Overview
Since 2019, the SA Urban Food & Farming Trust has been selected to run the Environmental Entrepreneur Support Initiative (EESI) programme of the Global Risk Governance Programme at the University of Cape Town. Undertaken in conjunction with the Mauerberger Foundation, EESI identifies and builds grassroots entrepreneurial capacity emergent from local community contexts to address challenges caused by anthropogenic change.
Each EESI entrepreneur has worked at increasingly broad scales of impact to create entrepreneurial opportunities and build capacity among community members, leading to stronger resilience within the community:
- The first EESI entrepreneur developed a concept through his work in two schools with food gardening, and brought to market an affordable, low-tech, robust product that helped those schools as well as vulnerable residents of under-resourced communities who purchased his product to grow food in a water-scarce, drought-ravaged environment.
- The second entrepreneur helped 23 food gardens in Langa introduce drought-tolerant, resilient indigenous crop plants that improved farming yields from existing conventional crops, created new income streams from harvesting the indigenous plants, and improved environmental quality on their farms and in the surrounding areas of their community.
- The third entrepreneur built on this to help 54 farmers in Khayelitsha use their harvests to intentionally improve the nutrition of their households, impacting 270 people, while also earning additional income from the sale of harvested items and items they had processed through fermentation, pickling and other forms of preserving or agri-processing. The farmers’ households have improved nutrition, their incomes have increased, their overall well-being has improved, and the benefits of growing indigenous crop plants were expanded.
Through this journey from 2019 to early 2025, we have seen the potential to tap into the deep local knowledge and entrepreneurial energies of vulnerable residents of under-resourced communities, and at the grassroots level through food growing activities (i.e., farming, harvesting, preparing and processing) to support them in addressing for themselves the shocks and stresses caused by climate change, such as drought, disrupted and intensified rainfall patterns, elevated temperatures and extreme heat events. These initiatives have brought benefits at personal, household and community levels, across financial, health and environmental measures.

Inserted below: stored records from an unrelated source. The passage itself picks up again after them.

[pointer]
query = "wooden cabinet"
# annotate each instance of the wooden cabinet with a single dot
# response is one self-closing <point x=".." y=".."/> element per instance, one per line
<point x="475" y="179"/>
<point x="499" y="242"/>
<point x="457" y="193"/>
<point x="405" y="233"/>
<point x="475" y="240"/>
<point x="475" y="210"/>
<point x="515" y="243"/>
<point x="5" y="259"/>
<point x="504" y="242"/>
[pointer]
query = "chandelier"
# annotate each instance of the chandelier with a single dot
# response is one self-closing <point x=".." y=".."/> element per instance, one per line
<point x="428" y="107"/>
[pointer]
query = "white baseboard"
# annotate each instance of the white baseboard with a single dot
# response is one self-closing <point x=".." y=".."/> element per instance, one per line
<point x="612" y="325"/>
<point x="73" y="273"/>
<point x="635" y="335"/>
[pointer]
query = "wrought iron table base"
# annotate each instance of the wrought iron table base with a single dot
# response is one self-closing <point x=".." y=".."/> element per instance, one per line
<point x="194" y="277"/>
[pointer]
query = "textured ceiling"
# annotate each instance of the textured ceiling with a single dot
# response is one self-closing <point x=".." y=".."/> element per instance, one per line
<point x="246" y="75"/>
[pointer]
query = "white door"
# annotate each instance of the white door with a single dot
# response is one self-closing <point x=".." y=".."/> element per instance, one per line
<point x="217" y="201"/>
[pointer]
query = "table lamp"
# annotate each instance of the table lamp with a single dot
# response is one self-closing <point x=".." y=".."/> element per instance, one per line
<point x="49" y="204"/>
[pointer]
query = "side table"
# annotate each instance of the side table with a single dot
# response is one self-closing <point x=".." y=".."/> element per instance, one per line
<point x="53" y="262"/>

EESI will build on this trajectory of broadening impact with a more explicit focus on the shocks and stresses caused by climate change. We envision increasing numbers of vulnerable residents of marginalised communities taking the lead in identifying and implementing the solutions and responses that make sense for them, particularly women, leveraging the existing skills, tools, ecological and built infrastructure, social capital and other assets available through urban farming and farmer networks.